When I got pregnant, all of a sudden I was constantly wondering all of these things I’d never had to think about before.
What am I going to name the baby?
Am I going to go back to work after the baby?
Not only did I have 101 life questions to answer, but I also had 101 medical questions to consider. As a previous Labour and Delivery Nurse, and someone currently working in a Level 1 Emergency Department, I had my fair share of worries!
What I learned quickly was that mindset is everything.
I knew the broad strokes of everything I needed because of my training. I’ve also helped hundreds of new families bring their baby into the world. But it’s impossible to describe how everything feels until you are going through it yourself. My birth journey, like most, had its ups and downs. I felt like I lost myself and found myself all at the same time. It’s very similar to motherhood. What I learned quickly was that mindset is everything.
I got to a point in my pregnancy where I was told to put together a “birth plan” – how I wanted my labour and delivery experience to go. That meant I spent time figuring out what’s practical, what’s feasible, and what my health care providers and hospital had available or can accommodate. I have to be honest, I had a leg up because I knew all the in’s and out’s of what was available for options. I knew that this “birth plan” wasn’t set in stone; and that it’s really hard to accept change in the middle of labour.
And of course, like any plan, it all went out the window the day I had my son.
People make Birth Plans all of the time. But “plans” are too rigid. Too set in stone. Birth is a process that you will not know how it will play out until it is happening and will look different for each birth experience you have. No matter the best intentions behind why you made the plan.

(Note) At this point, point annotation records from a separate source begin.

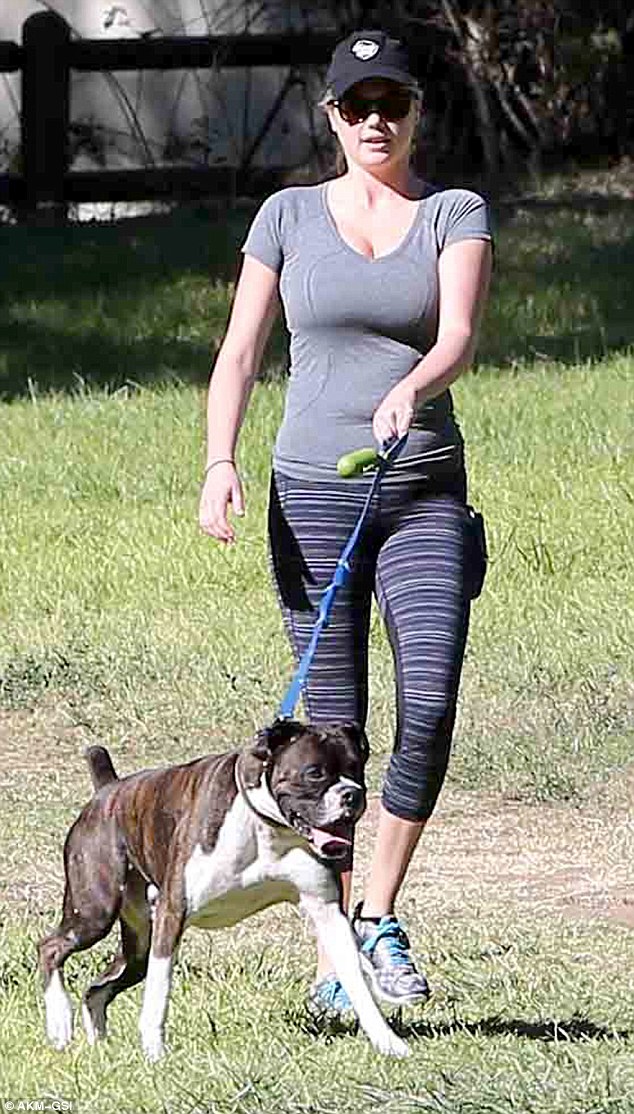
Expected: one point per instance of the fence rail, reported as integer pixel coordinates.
(47, 57)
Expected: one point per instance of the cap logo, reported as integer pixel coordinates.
(364, 49)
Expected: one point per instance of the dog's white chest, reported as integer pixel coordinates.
(239, 877)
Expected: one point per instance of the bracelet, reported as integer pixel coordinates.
(222, 460)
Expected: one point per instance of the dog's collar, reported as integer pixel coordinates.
(260, 799)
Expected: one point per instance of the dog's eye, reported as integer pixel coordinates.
(313, 772)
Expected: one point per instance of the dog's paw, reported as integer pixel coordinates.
(152, 1044)
(58, 1014)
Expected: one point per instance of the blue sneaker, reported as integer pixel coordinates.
(387, 963)
(329, 1003)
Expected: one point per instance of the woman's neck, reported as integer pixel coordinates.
(369, 189)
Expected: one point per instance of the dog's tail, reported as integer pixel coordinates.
(100, 766)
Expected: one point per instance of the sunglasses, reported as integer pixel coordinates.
(390, 106)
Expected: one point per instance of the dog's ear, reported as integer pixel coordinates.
(257, 754)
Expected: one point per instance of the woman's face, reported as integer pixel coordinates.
(374, 123)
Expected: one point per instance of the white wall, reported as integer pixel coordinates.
(135, 118)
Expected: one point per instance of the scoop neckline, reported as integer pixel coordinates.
(353, 251)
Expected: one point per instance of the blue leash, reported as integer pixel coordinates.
(388, 455)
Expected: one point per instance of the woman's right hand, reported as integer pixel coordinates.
(221, 488)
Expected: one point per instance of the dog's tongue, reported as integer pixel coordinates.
(321, 839)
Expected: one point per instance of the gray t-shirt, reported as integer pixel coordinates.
(358, 325)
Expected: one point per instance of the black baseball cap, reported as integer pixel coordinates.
(369, 54)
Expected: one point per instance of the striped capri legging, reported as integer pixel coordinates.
(415, 555)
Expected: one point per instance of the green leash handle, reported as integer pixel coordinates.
(353, 463)
(361, 460)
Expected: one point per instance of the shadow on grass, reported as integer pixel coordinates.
(122, 285)
(91, 272)
(574, 272)
(553, 1032)
(566, 1032)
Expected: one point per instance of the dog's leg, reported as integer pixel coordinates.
(168, 924)
(337, 939)
(128, 968)
(74, 934)
(95, 877)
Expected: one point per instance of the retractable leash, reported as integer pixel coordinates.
(352, 463)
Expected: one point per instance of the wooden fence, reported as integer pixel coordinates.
(47, 57)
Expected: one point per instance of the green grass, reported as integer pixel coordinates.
(522, 1020)
(119, 622)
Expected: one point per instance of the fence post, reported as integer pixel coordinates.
(45, 114)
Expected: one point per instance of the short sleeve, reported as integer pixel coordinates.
(465, 216)
(263, 238)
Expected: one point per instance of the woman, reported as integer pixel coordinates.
(382, 280)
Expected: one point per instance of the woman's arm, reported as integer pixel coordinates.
(253, 312)
(464, 275)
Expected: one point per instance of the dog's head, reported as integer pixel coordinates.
(314, 772)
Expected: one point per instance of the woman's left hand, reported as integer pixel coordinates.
(393, 416)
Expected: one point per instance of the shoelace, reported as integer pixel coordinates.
(332, 995)
(397, 944)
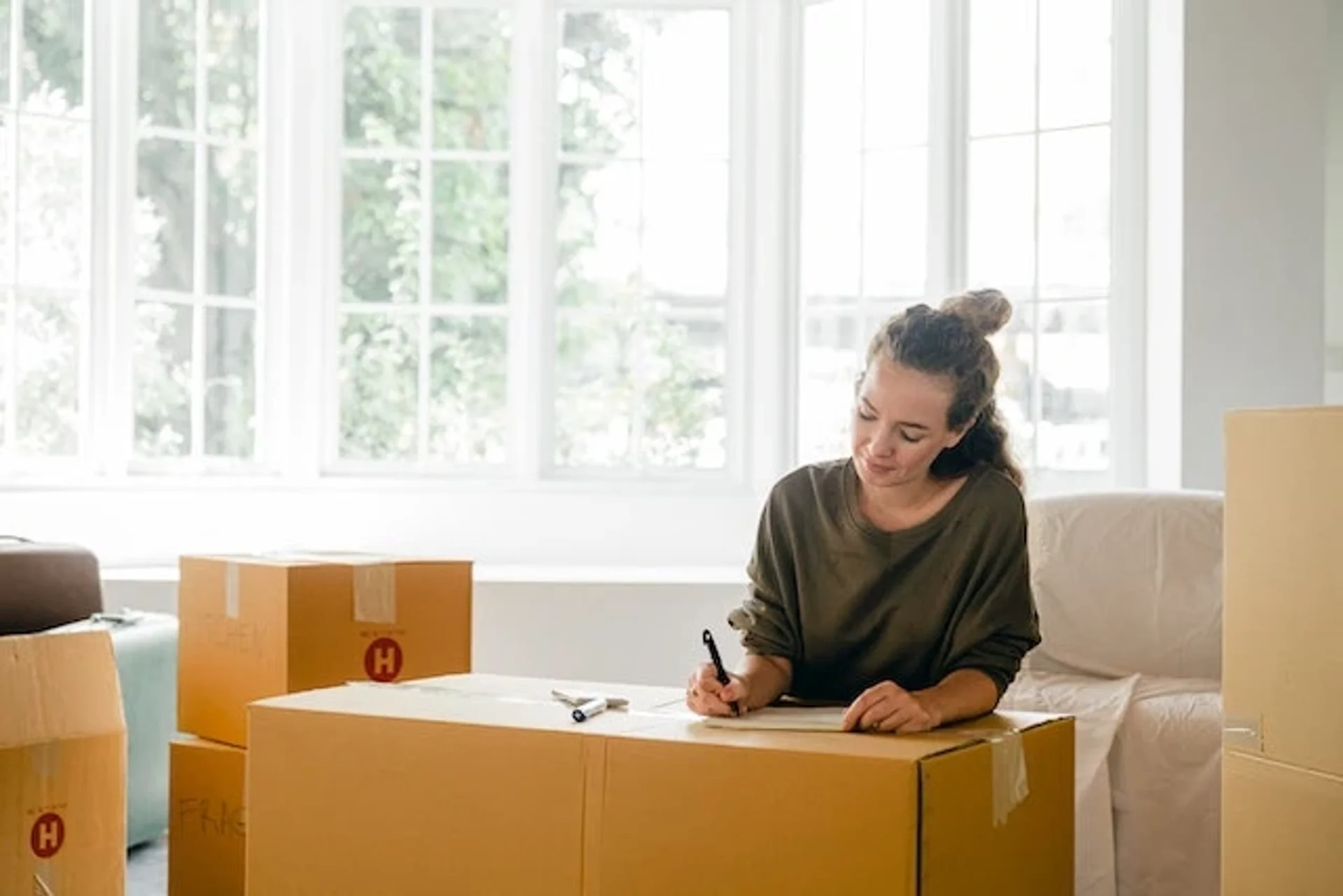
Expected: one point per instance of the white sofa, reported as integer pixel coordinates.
(1130, 592)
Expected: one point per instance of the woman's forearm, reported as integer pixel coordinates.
(965, 693)
(767, 678)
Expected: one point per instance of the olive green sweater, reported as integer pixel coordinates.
(851, 605)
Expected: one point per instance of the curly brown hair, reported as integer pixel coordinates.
(953, 341)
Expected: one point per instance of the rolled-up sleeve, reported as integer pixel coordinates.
(767, 618)
(1000, 624)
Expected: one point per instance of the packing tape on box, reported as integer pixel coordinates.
(1009, 769)
(232, 576)
(375, 592)
(1244, 732)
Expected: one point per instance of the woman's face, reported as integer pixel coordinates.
(900, 423)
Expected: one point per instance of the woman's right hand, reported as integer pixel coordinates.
(705, 696)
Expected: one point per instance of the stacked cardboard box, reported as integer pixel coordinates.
(487, 785)
(262, 626)
(1281, 665)
(62, 766)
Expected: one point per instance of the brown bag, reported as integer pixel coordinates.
(46, 585)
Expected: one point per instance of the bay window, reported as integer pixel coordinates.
(563, 250)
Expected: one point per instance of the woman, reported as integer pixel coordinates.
(896, 581)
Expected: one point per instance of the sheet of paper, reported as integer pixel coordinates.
(785, 719)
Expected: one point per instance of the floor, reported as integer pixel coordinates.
(147, 869)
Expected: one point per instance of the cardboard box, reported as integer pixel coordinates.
(62, 766)
(485, 785)
(254, 627)
(207, 832)
(1280, 829)
(1283, 605)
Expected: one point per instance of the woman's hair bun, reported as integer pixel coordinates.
(988, 311)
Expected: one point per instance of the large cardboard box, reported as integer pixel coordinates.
(62, 766)
(261, 626)
(478, 785)
(207, 830)
(1283, 605)
(1280, 829)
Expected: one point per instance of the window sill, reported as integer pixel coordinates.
(515, 574)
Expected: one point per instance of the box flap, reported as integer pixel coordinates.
(652, 713)
(321, 557)
(880, 746)
(1283, 578)
(58, 685)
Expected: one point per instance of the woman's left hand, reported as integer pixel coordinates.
(888, 707)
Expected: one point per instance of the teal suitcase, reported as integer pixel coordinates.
(145, 645)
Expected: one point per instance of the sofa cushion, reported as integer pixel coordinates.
(1128, 582)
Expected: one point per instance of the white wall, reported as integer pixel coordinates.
(1334, 215)
(1249, 203)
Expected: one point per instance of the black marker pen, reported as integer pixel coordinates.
(724, 678)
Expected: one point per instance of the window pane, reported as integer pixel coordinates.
(379, 375)
(1016, 348)
(468, 413)
(54, 55)
(832, 223)
(829, 369)
(163, 381)
(168, 64)
(383, 77)
(1002, 215)
(598, 238)
(233, 58)
(685, 421)
(896, 76)
(685, 229)
(48, 374)
(639, 390)
(4, 59)
(1074, 213)
(687, 85)
(8, 178)
(232, 223)
(597, 395)
(471, 65)
(895, 226)
(832, 77)
(641, 383)
(1074, 62)
(470, 233)
(52, 202)
(382, 232)
(1002, 66)
(599, 83)
(1074, 390)
(166, 220)
(230, 426)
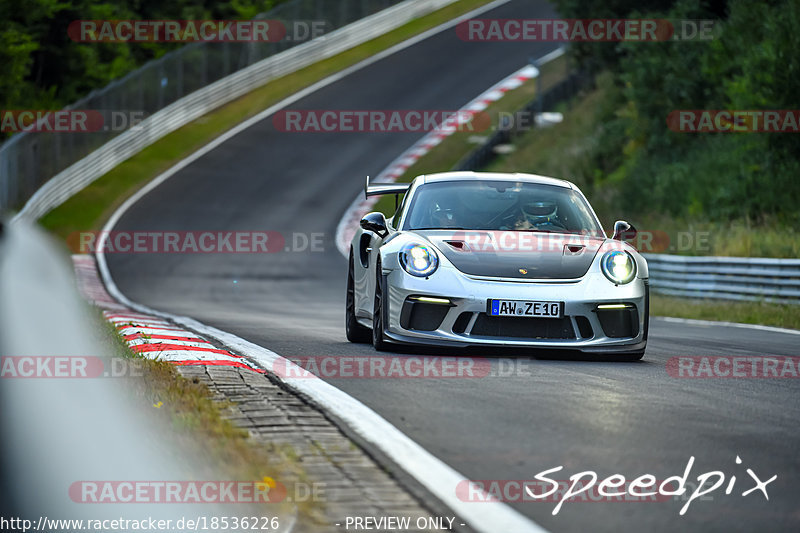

My own birth experience completely cemented my feelings on “Birth Plans”, and because of all of these experiences, I have one major philosophy: “Plans change”. At Beyond the Bump, we talk about “Birth Preferences”.
“You HAVE to ask for an epidural the second you get to the hospital!”
“You NEED to have a completely medication-free birth!”
Ever heard these statements? I do, all the time, from well-meaning family members or friends telling new parents what worked for them and how they “have” to do things the exact same or labour will be a disaster.
First off: No one dictates what you choose or how your labour and birth goes but you. It’s your body, partner, baby, and care team. YOUR CHOICE.
As much as we all want things to go just right, it can be important to remember that there are many factors involved in birthing a child. So, how do you make your PREFERENCES known without making a birth plan? Make your Birth Preferences Guide!
All of the Empowered Birth students receive a guide to get you through your labour, pushing, birth, and postpartum period with lots of choices that you get to make. Having a guide for your care team to use will serve as both a communication tool and a way for them to get to know you.
This guide is going to help you, your partner, and your care providers get on the same page while keeping in mind that you are in charge of what happens to your body. The best way to be prepared for birth is to know your options and highlight which you prefer. That way, more of your birth preferences can be incorporated if things happen quickly. Having your preferences outlined also helps your care providers know what you would like to happen during your birth experience.
Let me encourage you to think through all options and choose how you could make each of them the best-case scenario for your family. There are many questions that I ask my clients to think about as we develop their birth preferences, but here are 10 top ones for you to consider.
When you envision your birth experience, what are the 3 main things you’d like it to include?
Who are the people you’d like to be present with during your birth experience?
What are your induction preferences?
What labouring techniques would you like to use?
When would you like to be reminded or offered coping or pain management techniques?
What medications would you like to be offered?
What pushing options do you anticipate using? Do you have care preferences in the case of a C-Section?
How would you like to receive care post-delivery?
How would you like your baby to receive care after delivery?
Are there any other important things you’d like your partner or care team to know?